Hyacinthe tentait de consoler la duchesse. «Non, non, disait
Geneviève, je suis comme ma mère: née pour aimer, née pour souffrir!»
A Cologne, la duchesse se sépara de Hyacinthe, quelles que fussent les prières de la jeune fille. «Non, Hyacinthe, je veux arriver à Ems toute seule et mystérieusement. Allez m'attendre à Parisis—vivante ou morte.»
XXVII
TOURNE-SOL ET LA TACITURNE
Cependant Parisis était arrivé seul à Ems par une de ces éclatantes journées de mai, qui font croire à l'amour ceux-là mêmes qui ne sont pas amoureux.
A la gare de Coblentz, Parisis avait rencontré Mlle Tourne-Sol et la
Taciturne, qui allaient tenter la fortune sur la rive étrangère.
Il les avait à peine saluées de la main, ne voulant pas refaire leur connaissance, se croyant devenu un homme tout à fait sérieux par son titre de mari et par son titre de ministre; mais à Ems, il s'aperçut, cinq minutes après son arrivée, qu'elles étaient, comme lui, descendues à Englischer-Hof.

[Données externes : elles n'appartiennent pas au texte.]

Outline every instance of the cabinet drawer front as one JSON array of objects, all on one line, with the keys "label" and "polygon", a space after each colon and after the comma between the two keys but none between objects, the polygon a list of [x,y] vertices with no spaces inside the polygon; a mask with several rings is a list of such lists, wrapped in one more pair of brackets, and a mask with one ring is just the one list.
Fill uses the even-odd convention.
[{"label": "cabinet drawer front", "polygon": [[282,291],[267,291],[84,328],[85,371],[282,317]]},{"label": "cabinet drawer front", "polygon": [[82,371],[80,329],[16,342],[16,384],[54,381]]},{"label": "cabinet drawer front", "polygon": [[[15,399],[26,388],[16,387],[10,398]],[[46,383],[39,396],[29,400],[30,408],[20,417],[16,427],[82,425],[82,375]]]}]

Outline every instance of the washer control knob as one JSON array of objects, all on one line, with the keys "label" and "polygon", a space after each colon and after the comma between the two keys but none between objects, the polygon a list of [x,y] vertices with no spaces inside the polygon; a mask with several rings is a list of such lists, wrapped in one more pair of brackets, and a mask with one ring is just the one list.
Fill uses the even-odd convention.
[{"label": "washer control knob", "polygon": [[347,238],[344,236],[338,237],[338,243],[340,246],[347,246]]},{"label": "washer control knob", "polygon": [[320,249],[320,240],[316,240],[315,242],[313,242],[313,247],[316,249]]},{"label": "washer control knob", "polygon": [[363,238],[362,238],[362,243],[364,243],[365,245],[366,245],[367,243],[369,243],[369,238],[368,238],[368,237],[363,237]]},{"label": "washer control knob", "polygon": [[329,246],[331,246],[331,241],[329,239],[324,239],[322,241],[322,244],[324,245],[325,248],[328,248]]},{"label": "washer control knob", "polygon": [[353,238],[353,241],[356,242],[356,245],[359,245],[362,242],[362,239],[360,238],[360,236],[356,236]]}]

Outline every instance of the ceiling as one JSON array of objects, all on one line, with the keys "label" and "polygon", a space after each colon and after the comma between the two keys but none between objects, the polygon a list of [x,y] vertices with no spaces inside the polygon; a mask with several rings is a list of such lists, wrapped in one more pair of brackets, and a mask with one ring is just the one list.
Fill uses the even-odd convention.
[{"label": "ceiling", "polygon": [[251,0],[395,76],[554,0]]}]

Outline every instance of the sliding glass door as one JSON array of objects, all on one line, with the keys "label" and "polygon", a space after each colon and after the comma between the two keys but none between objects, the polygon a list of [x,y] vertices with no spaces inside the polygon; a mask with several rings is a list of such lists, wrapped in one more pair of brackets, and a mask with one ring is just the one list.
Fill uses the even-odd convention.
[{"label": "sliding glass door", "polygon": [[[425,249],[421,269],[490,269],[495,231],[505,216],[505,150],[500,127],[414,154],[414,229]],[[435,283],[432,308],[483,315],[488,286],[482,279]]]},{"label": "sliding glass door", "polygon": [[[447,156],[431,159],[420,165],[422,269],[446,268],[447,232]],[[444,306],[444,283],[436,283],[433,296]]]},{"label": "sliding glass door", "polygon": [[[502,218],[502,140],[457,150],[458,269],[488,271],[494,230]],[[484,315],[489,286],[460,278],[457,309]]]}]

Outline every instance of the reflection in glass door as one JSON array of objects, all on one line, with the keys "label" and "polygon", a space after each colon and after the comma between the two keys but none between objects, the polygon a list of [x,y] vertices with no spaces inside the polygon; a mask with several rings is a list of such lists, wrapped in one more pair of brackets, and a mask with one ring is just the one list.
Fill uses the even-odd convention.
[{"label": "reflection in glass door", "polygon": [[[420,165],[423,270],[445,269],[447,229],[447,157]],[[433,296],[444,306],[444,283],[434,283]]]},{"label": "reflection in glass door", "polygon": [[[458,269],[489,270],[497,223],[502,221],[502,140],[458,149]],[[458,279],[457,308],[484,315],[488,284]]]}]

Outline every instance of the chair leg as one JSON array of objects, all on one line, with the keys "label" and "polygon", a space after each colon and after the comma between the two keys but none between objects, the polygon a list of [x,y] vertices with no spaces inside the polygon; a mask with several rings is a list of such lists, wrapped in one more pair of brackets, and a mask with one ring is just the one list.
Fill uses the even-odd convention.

Il pensa aller retenir sur la promenade un autre appartement. Il ne voulait pas être en pays—de connaissances—pour recevoir la marquise de Fontaneilles.
Mais il ne trouva pas mieux que l'hôtel d'Angleterre. En effet, l'appartement était vaste et il avait deux entrées. Et d'ailleurs Octave n'avait-il pas écrit à Mme de Fontaneilles qu'il l'attendait à l'hôtel d'Angleterre ou à l'hôtel de Russie? Or, à l'hôtel de Russie, il n'y avait rien à louer, hormis sous les toits.
Parisis essaya d'abord de vivre renfermé; il demanda à déjeuner; mais cela lui parut si triste de tenir compagnie aux gravures allemandes qui ornaient son salon de passage, qu'il ne put résister au plaisir d'aller déjeuner au soleil, devant la Conversation, comme il faisait à Bade,—comme on fait à Ems. «A la bonne heure, dit-il en écoutant la chanson du vin du Rhin tombant dans son verre, on peut déjeuner ici gaiement.»